Natural protein can be used as scaffolds to engineer enzymes with new substrate specificities. However, new functionalities are commonly associated with significantly lower activity compared to the natural one - so a new function comes at the price of low efficiency. For natural catalytic reactions, nature had billions of years to evolve optimized enzymes tuned to perform their individual tasks. For man-made enzymes, where specifically designed biocatalysts are highly desired, the question thus arises how to achieve this goal within laboratory timescales.

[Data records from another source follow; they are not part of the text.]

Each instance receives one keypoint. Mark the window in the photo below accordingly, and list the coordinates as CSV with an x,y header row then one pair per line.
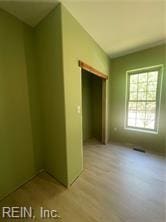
x,y
143,99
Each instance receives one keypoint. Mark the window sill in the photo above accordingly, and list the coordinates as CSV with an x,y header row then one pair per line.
x,y
141,130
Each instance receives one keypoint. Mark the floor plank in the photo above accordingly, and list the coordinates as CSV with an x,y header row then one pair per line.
x,y
117,185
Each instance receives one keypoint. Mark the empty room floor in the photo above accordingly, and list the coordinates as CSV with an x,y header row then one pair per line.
x,y
117,185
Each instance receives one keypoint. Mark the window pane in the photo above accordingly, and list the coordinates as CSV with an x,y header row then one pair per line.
x,y
141,115
132,115
152,76
150,115
133,96
133,78
142,100
151,95
132,106
142,96
149,124
131,122
142,86
143,77
140,123
133,87
151,106
141,106
152,86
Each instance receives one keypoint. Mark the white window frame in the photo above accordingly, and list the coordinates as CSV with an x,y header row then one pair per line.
x,y
158,68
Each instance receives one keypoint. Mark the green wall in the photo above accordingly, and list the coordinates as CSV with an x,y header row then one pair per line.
x,y
48,38
33,86
119,66
17,158
77,44
91,106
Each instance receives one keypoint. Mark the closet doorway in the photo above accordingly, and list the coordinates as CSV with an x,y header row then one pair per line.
x,y
93,104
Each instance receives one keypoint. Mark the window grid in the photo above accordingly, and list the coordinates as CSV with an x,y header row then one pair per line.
x,y
144,116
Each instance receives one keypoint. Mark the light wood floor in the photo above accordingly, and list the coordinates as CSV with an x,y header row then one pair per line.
x,y
117,185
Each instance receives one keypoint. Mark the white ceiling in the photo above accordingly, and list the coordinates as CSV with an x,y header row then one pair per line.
x,y
118,26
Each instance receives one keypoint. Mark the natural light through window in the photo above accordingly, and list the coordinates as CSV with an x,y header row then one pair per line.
x,y
142,100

A fascinating approach to novel proteins is changing the building blocks (the 20 canonical amino acids) as part of the genetic code. In form of noncanonical amino acids, this allows equipping proteins and peptides with new functionalities and chemical handles. More than 200 in number, their ribosomal incorporation via expansion of the genetic code opens the way for targeted design of biomolecules. For such new-to-nature amino acids, the machines involved in protein synthesis themselves must be engineered – the aminoacyl-tRNA synthetases. Again, the generation of efficient enzyme variants for new amino acid substrates is a tough challenge, given by the vast sequence space. To engineer new substrate specificity, even randomizing only active residues (e.g. 30 in number, which are structurally close to the substrate) affords a combinatorial space of 2030 variants, which would need to be tested for the desired function. Experimentally, however, only 5-7 positions can be randomized on genetic level and subjected to testing.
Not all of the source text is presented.